Mi accorgo sempre più che buona parte del gioco sta anche nel sapere come chiudere un album: il primo esempio che mi viene in mente è Contact dei Daft Punk; RAM è un album portentoso già di per sè, ma tutto quel crescendo esagerato, così come in Child of Vision, mette i brividi.
Qui, in sette minuti e trenta secondi si intervallano grida di uno verso l’altro (You gave me Coca Cola, you said it tasted good, probabile riferimento alle droghe assunte da Roger), un coro che con molta enfasi sottolinea quanto siano distanti i due e poi la musica che si prende i suoi spazi e fa tutto da sola, al confine tra il tragico e il drammatico.
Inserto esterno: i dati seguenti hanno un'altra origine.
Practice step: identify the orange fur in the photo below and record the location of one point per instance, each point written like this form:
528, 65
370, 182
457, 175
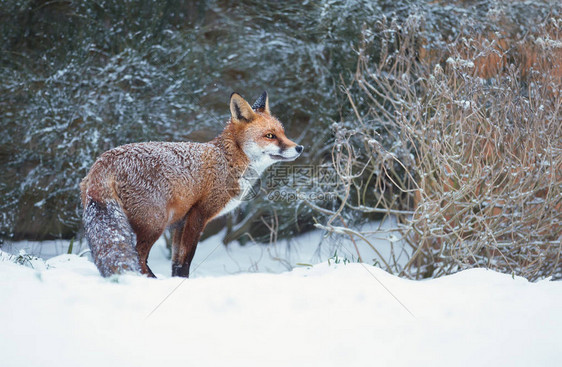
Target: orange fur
184, 185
Probabilmente mi sono già pentita di aver parlato di quest’album (l’alternativa era qualcosa che potrei descrivere come alternative hip hop, quindi non so come vi è andata) e devo confessare come io sia assolutamente imparziale non riuscendo a vedere il difetto e l’inganno sonoro, nè l’incoerenza nonostante le varie frastagliature.
Lo trovo perfettamente umano e mi piace così come è. Mi piace ascoltare un sacco di altra roba e poi una volta al mese ritornare al nido, qui, in Breakfast in America.
Centellinare l’ascolto per la paura di perdere la magia.
Cosa ne pensa Alessandra?
Con questo album ho spezzato sicuramente il mood dei miei ascolti a questo punto della quarantena, ormai caduti in una spirale di folk contemplativo. L’album invece è esuberante e carico, ogni nota ha saputo coinvolgermi e stimolarmi, e alcuni brani mi hanno fatto dire “ma questo lo conosco già”. Si sono poi rivelate le track che ho apprezzato di più: classici come The Logical Song, Breakfast in America e Goodbye Stranger. Il disco pone alcune domande a me care a cui la musica dei nostri giorni ancora non ha risposto, fra tutte perché il mito di L. A. e Hollywood crollano sempre una volta raggiunti, di cui avevamo già parlato. L’album funziona benissimo e si fa apprezzare, ma è grazie a questo articolo che sono stata in grado di affezionarmici. Ora possiede tutto il fascino lo-fi e nostalgico che le cassette hanno per la nostra generazione, che siano le “mille e una fiaba” o quella che ascoltavamo nella strada dalla casa alla piscina (che schifo la Lombardia). Mia mamma aveva sempre su una raccolta dei Matia Bazar con Antonella Ruggiero. Che mi abbia traumatizzato nel lungo termine? Molto probabilmente. Comunque, andatevi a sentire i Supertramp che poi li cantiamo sul bus per Marina di Pisa.

Autrice Giulia Greco
Avevo molte idee su una mia eventuale bio, tutte annotate sul cellulare. Poi è successo che a ottobre dell’anno scorso ho dimenticato proprio il cellulare sul treno. Comunque, con Radioeco dal 2019.